Clarice pidió otro cigarro. El del porro se lo dio y le pasó un vaso con ron.

—No me gusta el ron, pero con coca cola lo paso —buscó un vaso con hielo y una lata de refresco.

—¿Ustedes son policías, verdad? —la pregunta lo tomó desprevenido.

—Coño… no… ¿por qué dices eso?, ¿tengo cara de tombo?

—Esto se parece a una jefatura.

—Sí, es una antigua sede, pero no somos funcionarios.

—No me engañas, tu jefe usa chaleco y tiene una placa en el cinturón. Tus zapatos son de policía.

—Chamita, no puedo decirte nada al respecto, pero si me preguntas lo que pasó con mi ex, puedo darte detalles…

—Eres raro…

—¿Por qué lo dices?

—No sé, eres diferente al común de los criminales —Clarice hizo fondo con el trago.

—¿Te sirvo otro?

—Con menos cola, porfa. Ya sé por qué eres raro. Eres muy amable para ser una rata.

—Me   gusta   tratar  bien  a  las  chamas,  eso  es  todo —enchufó unos iPod a las cornetas… Mirando cosas viejas, hallé un poema, en una servilleta, casi borrado, eran sólo una líneas, era mi letra, estaba dedicado, a la mujer que amo… La salsa tumbó a Clarice en el catre de la celda. Se puso hacia la pared en posición fetal hasta que el sueño fue ahogando un llanto suave y sentido. Le dieron ganas de abrir la reja y consolarla, pero se retractó. Se echó en una butaca con las piernas sobre el escritorio, tapó sus ojos con una gorra.

 

4

 

—¡Contra la pared, maldito! ¡Abre las piernas! —sintió una patada en los tobillos. Extendió los brazos hacia arriba.

—También soy policía mi pana.

—¡Cállate coño, o te destrozo el cogote con la pistola! —comenzó a darle, pero los golpes eran débiles, sin facultad de lastimar. Finalmente los periodicazos lograron revivirlo.

—Coño, te dejo a cargo y te quedas dormido… toma, te traje desayuno. Dale a la carajita esa y revisa que esté bien. El teléfono sonó:

—Toko, ¿todo bien?

—Sí, mi sargen, están moviendo el biyuyo.

—Pero cuéntame, ¿lograron intervenir los teléfonos sin problemas?

—Sin novedad.

—Y el pure de la chama, ¿no llamó a nadie?

—Bueno, sí, hizo varias llamadas a la empresa.

—Te pregunto si llamó a la policía, pendejo.

—La policía somos nosotros, jefe.

—Lógico, cabeza de bola, pero quizás llamó al CICPC, al SEBIN, incluso algunos superiores de mi división.
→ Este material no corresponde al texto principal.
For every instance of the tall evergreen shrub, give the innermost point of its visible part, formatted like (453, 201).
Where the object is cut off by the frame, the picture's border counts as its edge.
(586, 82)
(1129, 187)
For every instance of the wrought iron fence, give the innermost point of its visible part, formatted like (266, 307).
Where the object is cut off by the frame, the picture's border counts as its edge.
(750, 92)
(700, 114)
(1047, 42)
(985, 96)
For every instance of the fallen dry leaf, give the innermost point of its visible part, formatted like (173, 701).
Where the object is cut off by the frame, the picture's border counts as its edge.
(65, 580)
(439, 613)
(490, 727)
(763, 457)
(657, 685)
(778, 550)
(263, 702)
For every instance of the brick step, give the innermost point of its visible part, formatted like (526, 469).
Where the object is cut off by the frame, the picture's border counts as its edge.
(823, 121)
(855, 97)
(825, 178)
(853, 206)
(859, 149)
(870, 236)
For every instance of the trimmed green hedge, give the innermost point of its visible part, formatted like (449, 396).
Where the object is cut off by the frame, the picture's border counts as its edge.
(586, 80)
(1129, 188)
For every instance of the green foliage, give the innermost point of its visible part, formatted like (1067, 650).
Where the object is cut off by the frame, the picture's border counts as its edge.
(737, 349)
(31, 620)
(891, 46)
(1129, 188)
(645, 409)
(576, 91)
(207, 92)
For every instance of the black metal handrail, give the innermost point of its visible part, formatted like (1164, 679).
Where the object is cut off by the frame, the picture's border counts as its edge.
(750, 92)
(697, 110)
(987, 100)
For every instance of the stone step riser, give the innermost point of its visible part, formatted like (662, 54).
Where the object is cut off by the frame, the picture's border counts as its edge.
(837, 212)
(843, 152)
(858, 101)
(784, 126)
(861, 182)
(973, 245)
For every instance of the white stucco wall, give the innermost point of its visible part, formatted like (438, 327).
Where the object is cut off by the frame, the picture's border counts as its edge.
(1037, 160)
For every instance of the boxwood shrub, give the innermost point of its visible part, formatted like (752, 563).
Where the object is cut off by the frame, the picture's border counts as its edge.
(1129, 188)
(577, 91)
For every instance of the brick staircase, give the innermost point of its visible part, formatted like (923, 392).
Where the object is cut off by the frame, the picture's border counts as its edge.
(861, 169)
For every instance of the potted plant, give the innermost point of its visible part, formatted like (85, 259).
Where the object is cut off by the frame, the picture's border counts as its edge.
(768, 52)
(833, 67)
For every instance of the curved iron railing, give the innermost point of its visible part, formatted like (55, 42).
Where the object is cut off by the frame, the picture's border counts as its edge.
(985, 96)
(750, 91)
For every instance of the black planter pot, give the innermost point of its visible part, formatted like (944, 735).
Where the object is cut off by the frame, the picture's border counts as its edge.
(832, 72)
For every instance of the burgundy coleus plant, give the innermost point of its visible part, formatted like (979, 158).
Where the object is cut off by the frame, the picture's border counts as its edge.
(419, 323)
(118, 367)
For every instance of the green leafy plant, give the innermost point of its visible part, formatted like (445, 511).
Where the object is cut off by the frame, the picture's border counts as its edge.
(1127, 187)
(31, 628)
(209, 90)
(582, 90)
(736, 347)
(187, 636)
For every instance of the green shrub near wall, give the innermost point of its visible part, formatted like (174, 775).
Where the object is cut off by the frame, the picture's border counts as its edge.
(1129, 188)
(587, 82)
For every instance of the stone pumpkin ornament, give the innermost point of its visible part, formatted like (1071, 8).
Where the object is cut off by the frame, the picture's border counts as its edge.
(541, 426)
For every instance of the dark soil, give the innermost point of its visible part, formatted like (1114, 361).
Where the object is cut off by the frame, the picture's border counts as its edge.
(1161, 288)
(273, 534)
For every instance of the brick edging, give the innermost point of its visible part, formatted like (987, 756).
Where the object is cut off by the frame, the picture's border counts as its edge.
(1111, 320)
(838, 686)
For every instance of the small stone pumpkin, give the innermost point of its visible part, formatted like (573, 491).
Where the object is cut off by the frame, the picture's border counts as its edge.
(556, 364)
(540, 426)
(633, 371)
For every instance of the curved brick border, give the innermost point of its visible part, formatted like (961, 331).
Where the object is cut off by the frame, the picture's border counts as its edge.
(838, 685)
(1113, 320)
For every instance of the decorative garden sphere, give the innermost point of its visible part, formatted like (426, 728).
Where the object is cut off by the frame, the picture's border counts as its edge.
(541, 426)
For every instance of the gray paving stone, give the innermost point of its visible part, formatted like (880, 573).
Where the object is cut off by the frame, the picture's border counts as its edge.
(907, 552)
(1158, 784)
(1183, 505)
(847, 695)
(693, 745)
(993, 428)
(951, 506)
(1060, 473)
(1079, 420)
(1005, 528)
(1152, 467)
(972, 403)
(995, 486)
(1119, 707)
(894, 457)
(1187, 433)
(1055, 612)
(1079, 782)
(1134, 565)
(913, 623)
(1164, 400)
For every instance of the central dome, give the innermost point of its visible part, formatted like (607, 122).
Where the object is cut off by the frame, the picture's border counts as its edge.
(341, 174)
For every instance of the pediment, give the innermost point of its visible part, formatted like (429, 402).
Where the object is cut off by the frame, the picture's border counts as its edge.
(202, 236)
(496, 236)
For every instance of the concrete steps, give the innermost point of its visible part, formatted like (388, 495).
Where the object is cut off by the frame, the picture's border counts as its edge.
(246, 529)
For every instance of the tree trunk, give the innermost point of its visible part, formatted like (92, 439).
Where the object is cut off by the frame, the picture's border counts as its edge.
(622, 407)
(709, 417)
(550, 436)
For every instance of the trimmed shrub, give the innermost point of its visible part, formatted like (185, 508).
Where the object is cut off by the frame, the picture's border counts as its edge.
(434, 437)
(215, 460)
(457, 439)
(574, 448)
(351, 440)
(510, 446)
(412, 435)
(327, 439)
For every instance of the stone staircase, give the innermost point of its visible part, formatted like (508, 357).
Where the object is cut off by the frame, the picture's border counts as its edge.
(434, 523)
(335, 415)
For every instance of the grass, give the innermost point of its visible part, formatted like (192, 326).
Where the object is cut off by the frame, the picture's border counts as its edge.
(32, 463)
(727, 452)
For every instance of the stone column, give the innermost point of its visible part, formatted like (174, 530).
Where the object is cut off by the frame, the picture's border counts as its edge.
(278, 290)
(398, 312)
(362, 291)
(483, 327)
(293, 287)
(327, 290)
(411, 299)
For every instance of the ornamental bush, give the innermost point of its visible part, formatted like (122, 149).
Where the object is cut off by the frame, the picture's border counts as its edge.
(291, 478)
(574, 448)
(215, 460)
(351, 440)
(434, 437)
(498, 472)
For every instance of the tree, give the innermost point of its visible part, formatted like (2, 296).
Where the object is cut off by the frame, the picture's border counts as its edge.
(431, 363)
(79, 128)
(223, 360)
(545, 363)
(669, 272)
Es lo que quiero evitar.

—Tranquilo jefe, cualquier cosa se lo reporto.

El calvo cuelga y se cerciora de que el del porro tenga todo bajo control. La chica come el desayuno. Tres empanadas de carne mechada. Se traga una malta. Se limpia la boca y silencia un eructo con la mano. El calvo se aproxima lento.

—Te cuidamos bien, ¿verdad, carajita? Clarice le lanza una mirada asesina.

—¿Cuándo te da la plata mi papá?

—Creo que hoy.

—Entonces… ¿falta poco para que me sueltes? —el calvo sonríe.

—Si te portas bien… y me das tu postrecito… porque eso me lo tengo que comer yo antes de soltarte, ¿verdad? Tú sabes a qué postre me refiero —el rostro de Clarice se descompuso.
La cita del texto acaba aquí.